One of the nicest day trips from Yerevan for distance, scenery and sights is heading up to Dilijan via Lake Sevan. We left on a crisp autumn day; we’d heard the leaves were changing colors in Dilijan. We drove north from Yerevan for about 45 minutes with the landscape remaining similar to that of Yerevan before hitting the northern tip of Lake Sevan. The huge lake (5% of the country’s surface area) is surrounded by rolling hills, so large you often can’t see the farthest shores, easy to imagine it’s the ocean in front of you.

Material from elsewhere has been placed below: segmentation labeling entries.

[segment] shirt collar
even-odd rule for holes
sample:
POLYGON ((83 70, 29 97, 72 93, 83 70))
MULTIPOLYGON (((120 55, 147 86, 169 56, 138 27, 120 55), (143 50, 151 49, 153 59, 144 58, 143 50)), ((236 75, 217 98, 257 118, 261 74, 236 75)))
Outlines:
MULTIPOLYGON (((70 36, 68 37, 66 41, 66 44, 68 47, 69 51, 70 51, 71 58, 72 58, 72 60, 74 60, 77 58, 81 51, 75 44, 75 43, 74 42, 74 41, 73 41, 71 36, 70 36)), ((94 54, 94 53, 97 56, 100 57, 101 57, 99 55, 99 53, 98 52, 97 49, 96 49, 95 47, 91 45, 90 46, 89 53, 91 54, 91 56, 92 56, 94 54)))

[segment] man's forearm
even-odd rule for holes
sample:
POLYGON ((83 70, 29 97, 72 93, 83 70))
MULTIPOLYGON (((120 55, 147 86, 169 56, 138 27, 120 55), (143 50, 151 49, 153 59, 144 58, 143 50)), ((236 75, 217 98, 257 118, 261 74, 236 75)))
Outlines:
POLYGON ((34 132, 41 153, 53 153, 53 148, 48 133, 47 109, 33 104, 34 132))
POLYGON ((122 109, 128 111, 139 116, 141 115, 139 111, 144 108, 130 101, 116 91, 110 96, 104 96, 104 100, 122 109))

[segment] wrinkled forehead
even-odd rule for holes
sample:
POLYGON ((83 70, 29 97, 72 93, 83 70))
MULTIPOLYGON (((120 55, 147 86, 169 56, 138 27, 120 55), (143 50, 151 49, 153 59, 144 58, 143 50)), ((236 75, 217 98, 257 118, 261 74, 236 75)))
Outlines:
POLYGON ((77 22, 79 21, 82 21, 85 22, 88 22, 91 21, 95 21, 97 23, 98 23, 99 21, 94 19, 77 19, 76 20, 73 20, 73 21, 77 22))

We climbed the peninsula, just off the highway to check out Sevanavank Monastery. The monastery was of a much cruder construction than any other I saw in Armenia, but beautiful in its simplicity and surroundings. The interior had an old wooden altar; the courtyard some unique green carved crosses. We took more photos from a cement platform at the end of the peninsula and headed back to the car to go northwest through a tunnel hundreds of meters long, through a mountain.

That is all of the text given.